A Trilussa[6]

EN EL CORAZON DEL MISTERIO

Querido Trilussa:

He vuelto a leer la poesía melancólicamente autobiográfica en la que cuentas cómo te perdiste una noche en el bosque y encontraste a una viejecita ciega que te dijo: «Si no sabes el camino, te acompañaré yo, que lo conozco». Y tu sorpresa: «Me sorprende que me pueda guiar quien ni siquiera ve». Pero la viejecita corta por lo sano, te toma de la mano y te intima: «Camina». Es la fe.

En parte, estoy de acuerdo contigo: La fe es una excelente guía, una querida y sabia viejecita que nos dice: pon aquí tu pie, toma el sendero que sube. Pero esto sucede en un segundo momento, cuando la fe ha echado ya raíces como convicción en la mente, Y desde ella conduce y dirige las acciones de la vida.

Pero ante todo, tiene que formarse y arraigar en la mente la convicción. Y aquí, querido Trilussa, reside hoy la dificultad; aquí el viaje de la fe se nos revela no como una patética caminata por los senderos del bosque, sino como un viaje a veces difícil, en ocasiones dramático y siempre misterioso.

Es difícil ya tener fe en los otros, aceptando, bajo palabra, sus afirmaciones. El estudiante oye decir al profesor que la tierra dista del sol 148 millones de kilómetros. Querría comprobarlo, pero ¿cómo? Se lanza y lo acepta con un acto volitivo de confianza:

«El profesor es honesto y está bien informado, confiemos en él».
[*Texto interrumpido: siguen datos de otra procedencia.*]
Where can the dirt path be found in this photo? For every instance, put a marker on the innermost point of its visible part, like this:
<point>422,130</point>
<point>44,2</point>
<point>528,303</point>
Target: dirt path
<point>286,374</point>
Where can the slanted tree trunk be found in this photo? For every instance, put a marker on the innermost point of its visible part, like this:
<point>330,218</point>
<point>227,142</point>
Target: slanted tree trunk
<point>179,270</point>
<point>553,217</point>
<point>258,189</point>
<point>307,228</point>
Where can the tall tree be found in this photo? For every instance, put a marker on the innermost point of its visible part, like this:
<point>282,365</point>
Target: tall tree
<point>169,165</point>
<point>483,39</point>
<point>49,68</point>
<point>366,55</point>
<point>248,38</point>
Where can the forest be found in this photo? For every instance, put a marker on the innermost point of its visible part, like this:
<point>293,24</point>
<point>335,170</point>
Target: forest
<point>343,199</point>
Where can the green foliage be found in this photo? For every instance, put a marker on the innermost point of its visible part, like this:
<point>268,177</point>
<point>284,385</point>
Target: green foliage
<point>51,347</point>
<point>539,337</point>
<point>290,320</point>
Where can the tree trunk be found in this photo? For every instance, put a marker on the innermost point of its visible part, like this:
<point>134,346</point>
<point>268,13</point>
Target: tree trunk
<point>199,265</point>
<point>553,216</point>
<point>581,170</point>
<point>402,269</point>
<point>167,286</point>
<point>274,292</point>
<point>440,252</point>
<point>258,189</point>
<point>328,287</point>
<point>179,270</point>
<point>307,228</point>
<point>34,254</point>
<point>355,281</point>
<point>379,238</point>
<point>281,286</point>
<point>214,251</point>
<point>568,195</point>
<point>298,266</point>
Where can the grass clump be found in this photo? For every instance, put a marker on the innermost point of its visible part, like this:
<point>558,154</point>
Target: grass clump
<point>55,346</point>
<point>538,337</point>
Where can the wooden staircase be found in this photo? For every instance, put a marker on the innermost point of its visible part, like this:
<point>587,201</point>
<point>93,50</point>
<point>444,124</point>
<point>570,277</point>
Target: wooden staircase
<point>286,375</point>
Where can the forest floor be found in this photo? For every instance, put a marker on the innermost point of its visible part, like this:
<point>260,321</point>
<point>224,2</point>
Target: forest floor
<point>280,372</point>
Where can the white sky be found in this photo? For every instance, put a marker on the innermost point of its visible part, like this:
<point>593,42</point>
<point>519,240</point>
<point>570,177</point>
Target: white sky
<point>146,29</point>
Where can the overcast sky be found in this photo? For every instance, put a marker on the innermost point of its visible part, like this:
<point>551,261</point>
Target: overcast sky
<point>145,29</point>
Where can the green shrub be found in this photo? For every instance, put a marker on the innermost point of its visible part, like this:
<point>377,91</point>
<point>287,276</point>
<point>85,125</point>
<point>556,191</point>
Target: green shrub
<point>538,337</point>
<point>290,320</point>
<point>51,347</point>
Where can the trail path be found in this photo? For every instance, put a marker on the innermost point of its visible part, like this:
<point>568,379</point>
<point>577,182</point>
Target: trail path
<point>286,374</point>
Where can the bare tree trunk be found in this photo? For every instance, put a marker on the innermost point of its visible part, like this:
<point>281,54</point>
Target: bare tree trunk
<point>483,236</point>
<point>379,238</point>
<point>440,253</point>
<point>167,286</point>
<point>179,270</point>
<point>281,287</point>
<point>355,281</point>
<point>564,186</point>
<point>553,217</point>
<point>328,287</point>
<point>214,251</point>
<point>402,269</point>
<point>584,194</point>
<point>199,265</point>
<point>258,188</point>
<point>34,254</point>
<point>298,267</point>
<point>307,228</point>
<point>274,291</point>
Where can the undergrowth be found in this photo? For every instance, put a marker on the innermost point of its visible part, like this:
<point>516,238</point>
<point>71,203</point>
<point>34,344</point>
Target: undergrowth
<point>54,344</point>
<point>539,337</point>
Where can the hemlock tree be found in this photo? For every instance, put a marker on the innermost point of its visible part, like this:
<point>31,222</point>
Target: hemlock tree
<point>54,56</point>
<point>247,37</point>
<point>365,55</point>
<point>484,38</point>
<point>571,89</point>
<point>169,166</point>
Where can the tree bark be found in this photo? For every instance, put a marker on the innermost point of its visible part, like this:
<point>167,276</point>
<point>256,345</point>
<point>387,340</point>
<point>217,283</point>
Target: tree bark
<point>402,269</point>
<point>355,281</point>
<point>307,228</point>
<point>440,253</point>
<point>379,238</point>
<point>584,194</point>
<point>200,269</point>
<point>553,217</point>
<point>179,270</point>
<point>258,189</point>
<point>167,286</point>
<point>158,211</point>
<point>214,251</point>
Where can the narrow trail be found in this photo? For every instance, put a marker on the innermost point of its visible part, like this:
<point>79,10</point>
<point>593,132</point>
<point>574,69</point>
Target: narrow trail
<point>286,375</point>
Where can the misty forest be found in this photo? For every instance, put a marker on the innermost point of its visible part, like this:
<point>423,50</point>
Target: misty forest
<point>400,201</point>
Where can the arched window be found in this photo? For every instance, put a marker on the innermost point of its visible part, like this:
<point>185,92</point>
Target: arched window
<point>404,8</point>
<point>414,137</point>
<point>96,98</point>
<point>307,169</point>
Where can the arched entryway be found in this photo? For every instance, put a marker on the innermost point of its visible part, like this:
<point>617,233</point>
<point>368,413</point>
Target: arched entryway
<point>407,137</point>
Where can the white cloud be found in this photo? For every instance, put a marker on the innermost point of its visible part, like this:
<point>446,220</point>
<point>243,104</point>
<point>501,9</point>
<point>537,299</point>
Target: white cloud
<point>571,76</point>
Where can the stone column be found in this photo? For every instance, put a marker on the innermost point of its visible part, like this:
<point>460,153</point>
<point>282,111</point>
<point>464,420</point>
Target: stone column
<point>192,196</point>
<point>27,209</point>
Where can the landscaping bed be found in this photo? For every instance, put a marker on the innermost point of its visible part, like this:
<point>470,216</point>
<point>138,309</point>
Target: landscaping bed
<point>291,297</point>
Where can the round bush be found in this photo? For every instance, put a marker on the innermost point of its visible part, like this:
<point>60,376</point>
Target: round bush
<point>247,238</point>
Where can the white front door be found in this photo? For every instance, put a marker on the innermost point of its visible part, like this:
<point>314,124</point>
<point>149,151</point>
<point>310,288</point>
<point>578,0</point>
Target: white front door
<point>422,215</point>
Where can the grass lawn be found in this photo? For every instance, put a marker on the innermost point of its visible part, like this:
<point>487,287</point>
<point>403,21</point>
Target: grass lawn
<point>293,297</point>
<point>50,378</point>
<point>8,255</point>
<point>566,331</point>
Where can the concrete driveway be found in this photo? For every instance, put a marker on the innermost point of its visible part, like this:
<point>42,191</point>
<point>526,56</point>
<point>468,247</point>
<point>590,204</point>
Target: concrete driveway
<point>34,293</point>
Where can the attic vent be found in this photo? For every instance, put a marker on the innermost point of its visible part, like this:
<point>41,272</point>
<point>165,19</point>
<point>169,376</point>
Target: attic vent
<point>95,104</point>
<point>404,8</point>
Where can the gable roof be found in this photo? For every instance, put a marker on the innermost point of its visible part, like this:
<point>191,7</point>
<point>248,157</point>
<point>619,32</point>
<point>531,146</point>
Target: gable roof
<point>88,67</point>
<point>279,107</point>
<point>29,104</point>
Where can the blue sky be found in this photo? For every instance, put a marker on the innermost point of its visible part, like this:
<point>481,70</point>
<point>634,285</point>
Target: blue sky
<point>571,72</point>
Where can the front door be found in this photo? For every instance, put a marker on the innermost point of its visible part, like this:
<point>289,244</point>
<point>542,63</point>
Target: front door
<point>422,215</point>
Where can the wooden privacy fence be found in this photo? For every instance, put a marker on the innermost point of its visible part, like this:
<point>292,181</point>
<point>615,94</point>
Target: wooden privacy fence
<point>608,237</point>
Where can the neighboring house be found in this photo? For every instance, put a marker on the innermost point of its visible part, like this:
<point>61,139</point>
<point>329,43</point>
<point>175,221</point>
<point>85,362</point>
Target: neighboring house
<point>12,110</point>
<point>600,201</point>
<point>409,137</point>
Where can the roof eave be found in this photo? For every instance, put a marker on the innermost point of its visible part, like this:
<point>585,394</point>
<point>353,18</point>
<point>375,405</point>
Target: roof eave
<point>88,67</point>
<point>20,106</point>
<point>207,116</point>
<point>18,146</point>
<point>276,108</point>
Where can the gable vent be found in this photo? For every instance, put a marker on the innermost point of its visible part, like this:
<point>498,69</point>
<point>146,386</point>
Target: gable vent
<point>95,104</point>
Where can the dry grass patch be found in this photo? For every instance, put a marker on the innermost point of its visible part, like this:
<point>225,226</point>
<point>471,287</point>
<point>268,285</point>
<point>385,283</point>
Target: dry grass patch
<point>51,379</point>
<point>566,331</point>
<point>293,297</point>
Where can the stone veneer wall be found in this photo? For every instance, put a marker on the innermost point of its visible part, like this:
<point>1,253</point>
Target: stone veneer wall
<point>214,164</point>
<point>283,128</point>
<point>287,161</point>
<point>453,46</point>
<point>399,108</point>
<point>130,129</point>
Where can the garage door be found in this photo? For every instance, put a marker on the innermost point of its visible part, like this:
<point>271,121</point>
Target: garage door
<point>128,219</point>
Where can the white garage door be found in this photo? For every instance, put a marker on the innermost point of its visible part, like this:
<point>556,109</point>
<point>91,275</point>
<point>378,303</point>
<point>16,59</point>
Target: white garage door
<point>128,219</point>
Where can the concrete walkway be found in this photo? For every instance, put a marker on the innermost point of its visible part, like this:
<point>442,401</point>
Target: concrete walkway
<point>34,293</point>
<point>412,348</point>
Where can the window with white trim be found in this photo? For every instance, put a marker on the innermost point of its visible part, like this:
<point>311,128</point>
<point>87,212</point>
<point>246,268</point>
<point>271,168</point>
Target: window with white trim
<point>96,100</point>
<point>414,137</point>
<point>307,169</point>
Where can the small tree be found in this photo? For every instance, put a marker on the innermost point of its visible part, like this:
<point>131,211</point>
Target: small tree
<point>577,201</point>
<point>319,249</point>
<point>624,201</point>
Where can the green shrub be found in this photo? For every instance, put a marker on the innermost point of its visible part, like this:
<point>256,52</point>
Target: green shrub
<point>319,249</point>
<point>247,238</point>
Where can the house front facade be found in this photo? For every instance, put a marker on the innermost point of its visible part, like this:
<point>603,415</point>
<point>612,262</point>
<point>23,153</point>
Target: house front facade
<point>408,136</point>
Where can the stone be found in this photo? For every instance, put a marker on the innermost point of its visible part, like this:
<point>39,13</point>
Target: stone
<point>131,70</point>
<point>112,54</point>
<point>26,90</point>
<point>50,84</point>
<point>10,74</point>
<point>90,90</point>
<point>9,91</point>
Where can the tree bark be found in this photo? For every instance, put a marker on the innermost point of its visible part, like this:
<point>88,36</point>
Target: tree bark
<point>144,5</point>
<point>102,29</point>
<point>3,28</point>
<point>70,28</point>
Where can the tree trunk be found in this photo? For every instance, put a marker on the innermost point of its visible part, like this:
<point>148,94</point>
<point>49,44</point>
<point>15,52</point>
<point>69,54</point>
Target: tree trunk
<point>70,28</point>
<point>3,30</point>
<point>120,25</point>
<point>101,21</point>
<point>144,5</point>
Una madre cuenta a su hijo cosas pasadas, los sacrificios arrostrados para protegerlo y curarlo, y concluye: «¿Me crees? ¿Te acordarás de todo lo que he hecho porque te quiero?» «¡Cómo puedo no creerte! —responde el hijo—. Haré todo lo que pueda para no ser indigno de tu amor». Este hijo, además de confianza, debe también suscitar en sí sentimientos de ternura y amor hacia su madre; sólo de esta manera puede surgir un impulso de entrega y un compromiso de vida.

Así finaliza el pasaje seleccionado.